The other night, after I quickly checked my email on the kitchen computer, I trudged over to the fridge.  As I was staring into the nearly empty freezer hoping that dinner would magically appear, I heard a scuffle break out.  For the past couple of weeks, the Princess and the Pirate have been hovering near the computer like harpies circling for food.  They've been constantly arguing over who should have access to the the computer, and they've filed numerous complaints with the Court of Mommy. 
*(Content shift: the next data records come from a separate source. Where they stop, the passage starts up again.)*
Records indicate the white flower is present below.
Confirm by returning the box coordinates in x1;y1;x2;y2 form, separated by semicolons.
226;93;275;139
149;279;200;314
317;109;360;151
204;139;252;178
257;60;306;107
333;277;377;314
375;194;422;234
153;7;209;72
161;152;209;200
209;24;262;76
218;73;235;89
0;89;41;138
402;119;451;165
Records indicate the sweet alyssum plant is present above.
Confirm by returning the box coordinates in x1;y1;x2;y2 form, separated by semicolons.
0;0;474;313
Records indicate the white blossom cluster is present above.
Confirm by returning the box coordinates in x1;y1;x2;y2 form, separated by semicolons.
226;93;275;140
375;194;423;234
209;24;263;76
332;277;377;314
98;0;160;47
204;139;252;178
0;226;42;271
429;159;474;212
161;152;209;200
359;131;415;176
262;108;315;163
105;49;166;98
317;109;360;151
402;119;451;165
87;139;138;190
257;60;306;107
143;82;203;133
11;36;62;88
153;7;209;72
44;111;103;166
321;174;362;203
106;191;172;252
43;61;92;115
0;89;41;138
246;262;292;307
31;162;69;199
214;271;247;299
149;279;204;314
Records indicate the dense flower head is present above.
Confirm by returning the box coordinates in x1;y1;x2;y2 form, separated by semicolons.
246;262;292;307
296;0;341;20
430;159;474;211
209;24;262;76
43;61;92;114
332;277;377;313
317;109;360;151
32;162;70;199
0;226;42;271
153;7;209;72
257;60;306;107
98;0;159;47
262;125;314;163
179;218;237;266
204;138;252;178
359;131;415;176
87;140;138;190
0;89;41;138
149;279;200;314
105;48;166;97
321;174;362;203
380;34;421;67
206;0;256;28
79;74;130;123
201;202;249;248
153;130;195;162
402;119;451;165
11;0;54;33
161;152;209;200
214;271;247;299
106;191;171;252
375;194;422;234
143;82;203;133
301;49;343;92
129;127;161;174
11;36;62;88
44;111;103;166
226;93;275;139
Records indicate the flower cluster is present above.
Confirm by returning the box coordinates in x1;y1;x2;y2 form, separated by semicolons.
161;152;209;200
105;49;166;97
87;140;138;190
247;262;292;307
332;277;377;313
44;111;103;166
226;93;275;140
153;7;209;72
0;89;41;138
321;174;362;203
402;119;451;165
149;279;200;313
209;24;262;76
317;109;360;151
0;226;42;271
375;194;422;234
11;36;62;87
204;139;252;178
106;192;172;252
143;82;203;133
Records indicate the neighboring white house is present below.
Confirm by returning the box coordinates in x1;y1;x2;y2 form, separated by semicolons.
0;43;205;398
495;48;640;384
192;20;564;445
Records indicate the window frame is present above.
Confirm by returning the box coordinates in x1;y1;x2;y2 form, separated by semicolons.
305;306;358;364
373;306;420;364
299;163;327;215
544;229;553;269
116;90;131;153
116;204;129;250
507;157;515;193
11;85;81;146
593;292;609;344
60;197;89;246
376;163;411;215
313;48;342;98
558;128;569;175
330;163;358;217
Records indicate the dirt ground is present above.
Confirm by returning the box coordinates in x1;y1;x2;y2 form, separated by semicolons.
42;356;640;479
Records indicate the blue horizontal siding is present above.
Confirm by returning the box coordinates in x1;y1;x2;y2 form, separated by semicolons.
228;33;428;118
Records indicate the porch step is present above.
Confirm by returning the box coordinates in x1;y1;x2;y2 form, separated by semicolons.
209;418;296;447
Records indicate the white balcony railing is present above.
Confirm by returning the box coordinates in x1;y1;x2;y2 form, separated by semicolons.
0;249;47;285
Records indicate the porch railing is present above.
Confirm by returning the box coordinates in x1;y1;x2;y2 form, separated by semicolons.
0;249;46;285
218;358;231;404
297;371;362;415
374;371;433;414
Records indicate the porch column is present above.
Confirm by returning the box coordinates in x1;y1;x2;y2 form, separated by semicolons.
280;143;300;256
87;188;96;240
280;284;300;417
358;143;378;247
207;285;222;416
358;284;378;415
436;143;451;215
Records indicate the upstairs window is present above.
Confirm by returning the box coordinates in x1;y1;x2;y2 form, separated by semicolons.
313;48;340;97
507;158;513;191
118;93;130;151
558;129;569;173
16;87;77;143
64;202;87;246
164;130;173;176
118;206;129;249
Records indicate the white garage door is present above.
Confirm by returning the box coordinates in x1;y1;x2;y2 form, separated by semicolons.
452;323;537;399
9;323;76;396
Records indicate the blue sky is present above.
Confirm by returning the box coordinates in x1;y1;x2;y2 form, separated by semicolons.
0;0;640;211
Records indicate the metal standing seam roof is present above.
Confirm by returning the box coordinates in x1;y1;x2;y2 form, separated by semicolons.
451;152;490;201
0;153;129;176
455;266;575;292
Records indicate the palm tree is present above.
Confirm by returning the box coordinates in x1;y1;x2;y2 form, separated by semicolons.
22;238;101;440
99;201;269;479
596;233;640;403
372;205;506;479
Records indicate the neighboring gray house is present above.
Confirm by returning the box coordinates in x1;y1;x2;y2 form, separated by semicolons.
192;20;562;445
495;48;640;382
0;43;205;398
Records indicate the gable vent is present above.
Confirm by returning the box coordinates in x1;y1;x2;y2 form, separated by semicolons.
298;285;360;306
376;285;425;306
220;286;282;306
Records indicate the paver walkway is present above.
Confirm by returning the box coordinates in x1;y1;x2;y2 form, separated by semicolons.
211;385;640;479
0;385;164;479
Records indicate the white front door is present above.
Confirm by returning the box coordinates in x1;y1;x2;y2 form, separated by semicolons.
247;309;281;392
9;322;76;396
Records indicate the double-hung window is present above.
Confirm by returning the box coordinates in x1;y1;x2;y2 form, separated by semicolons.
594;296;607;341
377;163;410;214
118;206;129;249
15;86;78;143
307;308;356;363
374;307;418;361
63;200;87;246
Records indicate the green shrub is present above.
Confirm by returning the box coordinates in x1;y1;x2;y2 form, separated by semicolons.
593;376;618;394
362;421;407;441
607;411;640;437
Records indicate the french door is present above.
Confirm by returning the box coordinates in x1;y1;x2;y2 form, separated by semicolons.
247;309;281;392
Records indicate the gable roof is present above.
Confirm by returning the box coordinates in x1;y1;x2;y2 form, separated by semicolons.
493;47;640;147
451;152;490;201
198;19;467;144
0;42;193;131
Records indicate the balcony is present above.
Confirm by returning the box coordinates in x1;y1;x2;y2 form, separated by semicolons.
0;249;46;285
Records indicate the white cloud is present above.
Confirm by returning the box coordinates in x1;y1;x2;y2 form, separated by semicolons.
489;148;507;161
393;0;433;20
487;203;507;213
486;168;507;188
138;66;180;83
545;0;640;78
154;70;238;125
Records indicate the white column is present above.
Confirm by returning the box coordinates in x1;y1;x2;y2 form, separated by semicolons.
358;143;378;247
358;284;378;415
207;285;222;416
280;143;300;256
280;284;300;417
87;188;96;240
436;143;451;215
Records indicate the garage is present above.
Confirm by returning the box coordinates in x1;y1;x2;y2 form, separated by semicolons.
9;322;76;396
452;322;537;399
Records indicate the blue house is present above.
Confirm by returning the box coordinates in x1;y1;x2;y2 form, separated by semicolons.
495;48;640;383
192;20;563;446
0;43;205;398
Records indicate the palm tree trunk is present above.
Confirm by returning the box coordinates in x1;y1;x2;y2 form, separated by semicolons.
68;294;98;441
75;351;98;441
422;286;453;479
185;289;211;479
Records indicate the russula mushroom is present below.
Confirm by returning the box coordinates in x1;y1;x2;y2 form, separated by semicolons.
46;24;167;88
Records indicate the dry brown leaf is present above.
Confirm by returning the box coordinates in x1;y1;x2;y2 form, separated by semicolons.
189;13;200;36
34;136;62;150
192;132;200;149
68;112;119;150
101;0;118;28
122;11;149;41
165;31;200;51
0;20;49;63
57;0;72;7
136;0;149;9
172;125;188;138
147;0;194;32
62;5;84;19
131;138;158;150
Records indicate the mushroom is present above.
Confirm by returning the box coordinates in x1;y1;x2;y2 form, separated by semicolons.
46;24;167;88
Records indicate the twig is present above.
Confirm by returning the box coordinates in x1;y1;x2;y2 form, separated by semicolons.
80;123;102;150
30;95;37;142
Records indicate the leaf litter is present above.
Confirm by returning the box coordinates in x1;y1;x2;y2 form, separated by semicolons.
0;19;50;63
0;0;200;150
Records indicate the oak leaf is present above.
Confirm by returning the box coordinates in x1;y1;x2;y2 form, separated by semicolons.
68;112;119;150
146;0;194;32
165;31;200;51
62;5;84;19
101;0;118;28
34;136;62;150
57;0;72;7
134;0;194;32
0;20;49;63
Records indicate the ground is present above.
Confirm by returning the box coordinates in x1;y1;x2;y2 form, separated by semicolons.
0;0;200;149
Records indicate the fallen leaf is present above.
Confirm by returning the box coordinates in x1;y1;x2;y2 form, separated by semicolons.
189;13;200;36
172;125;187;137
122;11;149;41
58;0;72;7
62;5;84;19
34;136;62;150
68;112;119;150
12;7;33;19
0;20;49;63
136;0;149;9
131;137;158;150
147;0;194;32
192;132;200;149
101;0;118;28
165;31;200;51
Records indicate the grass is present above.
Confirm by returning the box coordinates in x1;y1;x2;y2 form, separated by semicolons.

The Pirate has recently abandoned his quest to locate the most asinine online stunt videos imaginable (like people flinging themselves off roofs and souping up cars to fly them off ramps).  Now he's obsessed with a purportedly educational online video game that he maintains will prepare him to be an architect.  In presenting her case for computer access, the Princess has countered that if she doesn't visit her Webkinz to dress them up for fashion shows, they might die from loneliness.  Do any of us want Webkinz blood on our hands?  Not to mention that the Princess might decide to be a fashion designer someday, so Webkinz World is providing her with valuable training.  She also needs to visit the PBS Kids' website, which is educational too; if she doesn't get her quality time with Ruff Ruffman, her brain might just atrophy to the point where she can no longer function.

As I stood at the fridge, the shouting escalated and I knew that blows were being exchanged.  Instead of rushing in to mediate the dispute, I decided to take a different approach.  Dropping the frozen broccoli that I had just picked up, I dashed over to the computer and started enthusiastically screaming:  "Fight!  Fight!  Fight!"  The Princess and the Pirate dropped their arms and looked up at me like I was crazy.  "Hey,"  I said gleefully, "some people pay a lot of money for pay-per-view fights.  I get a ringside seat to Godzilla v. Mothra for free!"  Sensing that they were the butt of my joke, the Princess and the Pirate slunk away to play with their Polly Pockets and Legos.  I returned to the fridge and continue to root about for food, basking in the glorious victory of sarcasm over stupidity.